Double whammy. I had just been dismissively patronized the way old people are. He was in his patronizing-the-old-folks pastoral mode and was not able to shift gears fast enough to respond to me – bright, energetic, colorful character from Las Vegas that I am – and so he responded to me as he had to all the others. I learned something about my craft, about listening to people of any age and responding to them as if they matter.
But that is only one of the whammies. The other whammy is not about age. It is about shared places which is actually my point. During my long decades spent East of the Mississippi, I would on very rare occasion see someone get out of a car with an Idaho license plate. I eventually learned better, but at first I would speak to them. It was like seeing a long lost family member, so I would speak, saying,
“Idaho! I lived in Boise for over a decade, had a law office in Eagle, practiced in Canyon County too. Where were you? Did you eat Austrian Food at Peter Shott’s, drink beer at the Burger & Brew? What was that jazz piano player’s name?”
And they would stare at me like a panhandler at best, more likely someone about to pick their pocket.
In Las Vegas, I have twice at the gym seen someone with a Texas Longhorn shirt, and I have said something like,
“Hook ‘em horns. I’m a Texas Ex. When were you there? Ever eat the schnitzel at Sholz’s Beer Garden?”
They have looked at me nervously and moved away. Even Texans, the mega-cult of all mega-cults, the ultimate granfaloon, refuse to exchange the secret handshake based on sharing a common place in our past. These are not ordinary places. They are special places. To have been there is formative. To have been in the same place, when it is such a place, is to have been formed somewhat together.
There are still a few places where those bonds can be invoked. New Yorkers still recognize each other.
“I’m from New York.”
“I lived there in the late 80’s.”
“No kidding. Where?”
“Chelsea. Corner of 9th and 20th. How about you?”
“Upper West Side.”
“Cool. I used to work at John the Divine.”
“O yeah? . . . . .”
Places in common are precious in a transient society. This year I confirmed a woman in Henderson who turned out to be a lawyer with a Master of Divinity, and is now an aspirant for Holy Orders. There she was in Henderson, Nevada, and right away the first time I met her she said,
“I’m from Macon, Georgia.”
“No! How is that possible?”
“Lived there from birth through college.”
“What high school?”
“So you knew Marcia Aldridge?”
“Oh that’s right, she was at Southeast. Which college? Macon State?”

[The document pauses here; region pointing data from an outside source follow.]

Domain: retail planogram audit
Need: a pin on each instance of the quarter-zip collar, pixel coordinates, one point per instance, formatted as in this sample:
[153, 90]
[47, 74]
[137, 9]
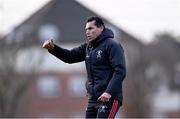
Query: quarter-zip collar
[107, 33]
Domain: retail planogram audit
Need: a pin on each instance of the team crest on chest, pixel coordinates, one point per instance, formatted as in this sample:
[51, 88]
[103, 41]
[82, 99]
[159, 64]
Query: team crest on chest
[99, 53]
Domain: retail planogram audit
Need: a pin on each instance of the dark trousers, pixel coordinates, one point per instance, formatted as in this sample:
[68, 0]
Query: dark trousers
[97, 109]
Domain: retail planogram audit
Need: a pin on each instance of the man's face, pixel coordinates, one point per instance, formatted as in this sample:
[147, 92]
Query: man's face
[92, 31]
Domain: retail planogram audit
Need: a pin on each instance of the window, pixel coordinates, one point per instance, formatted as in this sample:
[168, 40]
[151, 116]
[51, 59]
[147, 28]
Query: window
[76, 86]
[48, 86]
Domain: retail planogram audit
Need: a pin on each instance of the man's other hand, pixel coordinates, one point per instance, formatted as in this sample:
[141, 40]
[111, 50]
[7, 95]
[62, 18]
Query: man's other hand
[49, 45]
[104, 97]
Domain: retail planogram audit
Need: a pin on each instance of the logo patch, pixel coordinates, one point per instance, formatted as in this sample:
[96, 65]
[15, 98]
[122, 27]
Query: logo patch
[103, 108]
[99, 53]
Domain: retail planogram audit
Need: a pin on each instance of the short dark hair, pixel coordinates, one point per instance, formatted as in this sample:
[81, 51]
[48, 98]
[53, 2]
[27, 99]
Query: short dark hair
[98, 21]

“No. Mercer. I had Mary Wilder.”
“You’re kidding. She was at St. Francis.”
We are not just inhabitants of places. We don’t just own, rent, or pass through them. We imbibe them. They become part of us and we become part of them. And we can never fully leave them. Not by moving a thousand miles away or staying in exile for decades. They are woven into our identity.
To have shared a place in our past is a bond. It may not make us friends. But it makes us compatriots – and that is a relationship. It is a relationship so rarely recognized that I just had to look up the word to make sure it means what I thought it did. It does. That pastor and I are compatriots. I could tell him a thing or two about his home if he would listen. And he could tell me what’s happening now. Those Idahoans and New Yorkers are my compatriots. The woman from Henderson and Macon and I are double compatriots.
Before long my mother will be buried in the same Texas earth where my grandparents, father, brother, most of the family I have known, and a goodly number of friends are buried. Even if I lived in Istanbul, Texas has a claim on me; and I, on it. Those who are bound to the same land are bound to me; and I, to them.
And what of those who share a place now? What is our tie to each other? There is a moral and metaphysical answer which is true regardless of what we acknowledge. To deny it is to cut ourselves off from reality. But the social and political question is: what tie will we own? Is our presence here an inconvenience or an asset to each other? Regardless of that, is our sharing of this space sacramental? Is the kingdom in fact among us waiting for us to live into it by acknowledging our earthy human bond?